Nov 09 2006
By Kurt Seifried (kurt@seifried.org)
Just so we’re clear I’m using the word work in this context (from Dictionary.com):
19. to act or operate effectively: The pump will not work. The plan works.
In this context I think it’s quite clear that user education will never work. Of course saying this is tantamount to heresy for many people, but we also used to think the world was flat.
There are several simple and effective arguments against user education; they are:
Users will make a mistake sooner or later
Relying on users to spot and deal with security threats is a losing proposition. They will slip up sooner or later. It may be something as simple as accidentally clicking on a link in an email, or clicking on a link that looks legitimate. A perfect example of this is from a recent news story:
Last week, a handful of employees at Dekalb Medical Center in Decatur, Ga., received e-mails saying they were being laid off. The subject line read “Urgent – employment issue,” and the sender listed on the message was at dekalb.org, which is the domain the medical center uses. The e-mail contained a link to a Web site that claimed to offer career-counseling information.
And so a few employees, concerned about their employment status and no doubt miffed about being laid off via e-mail, clicked on the link to learn more and unwittingly downloaded a keylogger program that was lurking at the site. [1]
The number, type and sophistication of scams will continue to increase. Personalized emails targeted at specific classes of users (i.e. at a company) or even at a single user, sometimes using custom viruses and malware will become more common. Is it possible to educate the average user enough to withstand these attacks? I doubt it.
Users really don’t care
Honestly, if you think your users care as much about your security as you do, you either have an amazing security awareness and training program, or you’re deluding yourself. Unless users are at some personal risk of loss, and this loss occurs it is unlikely they will ever care. Some sites have tried the carrot and stick method, for example threatening to fire employees that violate security policy, or giving away rewards to users that uphold security policies. The effectiveness of these methods is largely unknown, however I suspect after sometime the efficacy of them would decline.
Efficiency
One of the weaker arguments, but still a valid one is that of efficiency. Imagine a computer network, with let’s say 100 users. These 100 users have 100 computers they use to read email, browse the web, write documents and so on. Supporting them are 10 servers, email, application, proxies and so on. Training 100 users with even a minimal security education is going to take several hours, plus several hours a year in updating them on the latest attacks and so on. That’s several hundred hours of lost productivity, a not insignificant cost. Alternatively you can deploy security software on the client machines and/or servers and lock them down tightly. Plus you don’t have to worry about users mucking about with settings or clicking on things they shouldn’t.
And finally:
Based on results: it’s obviously not working
Look, if user education worked, we wouldn’t be in such a mess (although I suppose things could be worse, but I can’t imagine it getting that much worse!). Let’s figure out what works and use it.
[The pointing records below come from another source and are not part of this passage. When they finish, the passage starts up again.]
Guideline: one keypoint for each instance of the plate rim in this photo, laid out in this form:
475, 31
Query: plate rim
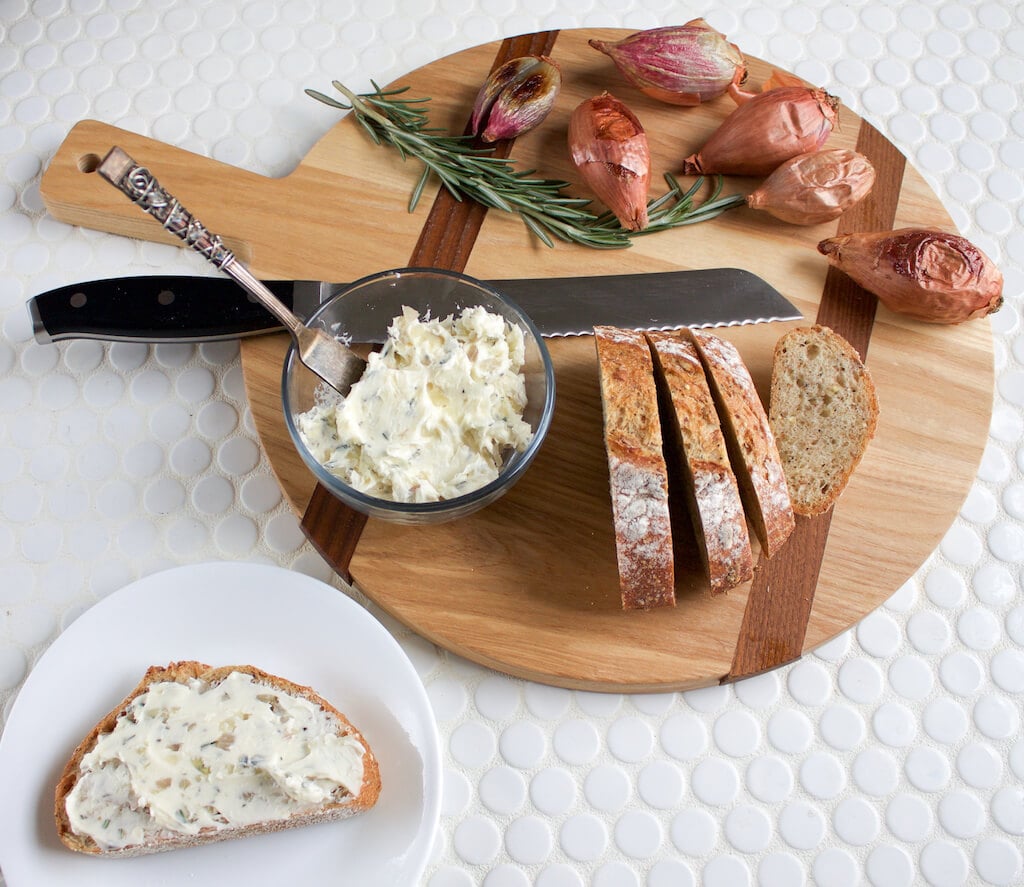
417, 716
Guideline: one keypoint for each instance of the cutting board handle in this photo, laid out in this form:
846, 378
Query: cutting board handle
74, 194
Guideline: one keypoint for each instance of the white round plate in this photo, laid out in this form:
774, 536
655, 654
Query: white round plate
226, 614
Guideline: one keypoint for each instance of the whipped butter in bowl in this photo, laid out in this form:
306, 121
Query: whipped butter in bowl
448, 414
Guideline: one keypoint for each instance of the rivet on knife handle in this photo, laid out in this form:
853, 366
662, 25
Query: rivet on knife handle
335, 363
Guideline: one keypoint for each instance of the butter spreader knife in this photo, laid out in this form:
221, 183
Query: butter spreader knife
182, 308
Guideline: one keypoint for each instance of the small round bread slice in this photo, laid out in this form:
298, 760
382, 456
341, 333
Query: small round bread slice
823, 411
340, 804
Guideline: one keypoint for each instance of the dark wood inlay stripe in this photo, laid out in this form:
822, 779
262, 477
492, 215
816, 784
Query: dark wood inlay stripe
445, 241
779, 604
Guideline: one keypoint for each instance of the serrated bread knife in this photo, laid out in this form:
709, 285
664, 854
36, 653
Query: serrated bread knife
198, 309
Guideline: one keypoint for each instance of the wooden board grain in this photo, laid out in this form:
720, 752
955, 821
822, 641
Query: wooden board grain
528, 586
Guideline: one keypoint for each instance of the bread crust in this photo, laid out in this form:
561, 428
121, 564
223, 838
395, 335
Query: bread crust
183, 672
751, 441
638, 475
804, 429
712, 492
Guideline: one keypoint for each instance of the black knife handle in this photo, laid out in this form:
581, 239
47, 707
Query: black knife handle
155, 309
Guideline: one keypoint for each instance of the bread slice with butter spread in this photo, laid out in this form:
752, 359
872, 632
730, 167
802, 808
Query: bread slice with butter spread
197, 754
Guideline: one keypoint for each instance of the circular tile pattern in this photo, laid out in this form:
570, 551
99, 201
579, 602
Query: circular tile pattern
891, 754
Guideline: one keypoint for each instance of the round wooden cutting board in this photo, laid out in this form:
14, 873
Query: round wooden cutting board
529, 586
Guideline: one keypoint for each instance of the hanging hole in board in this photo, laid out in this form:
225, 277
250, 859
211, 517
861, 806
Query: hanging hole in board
89, 162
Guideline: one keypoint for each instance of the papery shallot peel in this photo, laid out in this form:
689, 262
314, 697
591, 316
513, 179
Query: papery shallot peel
814, 187
764, 131
515, 97
608, 145
681, 65
922, 272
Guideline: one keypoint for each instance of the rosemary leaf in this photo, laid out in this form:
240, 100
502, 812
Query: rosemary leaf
469, 171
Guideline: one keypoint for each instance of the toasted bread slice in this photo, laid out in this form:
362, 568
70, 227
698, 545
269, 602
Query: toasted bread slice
751, 441
197, 754
700, 457
823, 410
638, 475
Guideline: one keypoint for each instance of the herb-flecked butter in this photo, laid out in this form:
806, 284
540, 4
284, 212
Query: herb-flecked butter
189, 757
434, 414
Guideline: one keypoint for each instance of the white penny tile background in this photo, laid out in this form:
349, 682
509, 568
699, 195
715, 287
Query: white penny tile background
891, 756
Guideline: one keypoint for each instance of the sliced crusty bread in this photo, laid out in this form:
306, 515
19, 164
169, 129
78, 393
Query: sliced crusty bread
698, 446
751, 441
251, 774
637, 471
823, 411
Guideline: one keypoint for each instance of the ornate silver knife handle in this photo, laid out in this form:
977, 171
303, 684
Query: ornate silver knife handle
141, 185
328, 357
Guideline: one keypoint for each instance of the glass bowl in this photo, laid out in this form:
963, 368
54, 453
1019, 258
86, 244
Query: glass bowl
361, 312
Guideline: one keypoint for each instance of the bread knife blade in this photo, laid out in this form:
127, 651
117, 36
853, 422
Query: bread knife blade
168, 308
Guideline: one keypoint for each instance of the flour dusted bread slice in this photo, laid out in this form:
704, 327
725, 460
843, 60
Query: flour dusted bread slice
750, 439
711, 489
637, 471
823, 411
197, 754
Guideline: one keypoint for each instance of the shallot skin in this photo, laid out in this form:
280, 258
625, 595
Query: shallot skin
922, 272
608, 145
765, 130
814, 187
683, 65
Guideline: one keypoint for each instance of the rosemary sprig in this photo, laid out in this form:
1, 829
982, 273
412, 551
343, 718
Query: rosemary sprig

So based on all this do I think user education will ever work? Not really. Do I think we should continue to try and educate users? To some degree yes, I think we should continue educating users, but I don’t think we should rely on it. Threats will continue to evolve, actions that were safe in years past (like opening up a graphics file or plugging an iPod into your computer) are no longer safe, making it hard to educate users as to what is safe and what isn’t. On the other hand if we create a safe computing environment where user mistakes have no real impact, I think we could all sleep better at night.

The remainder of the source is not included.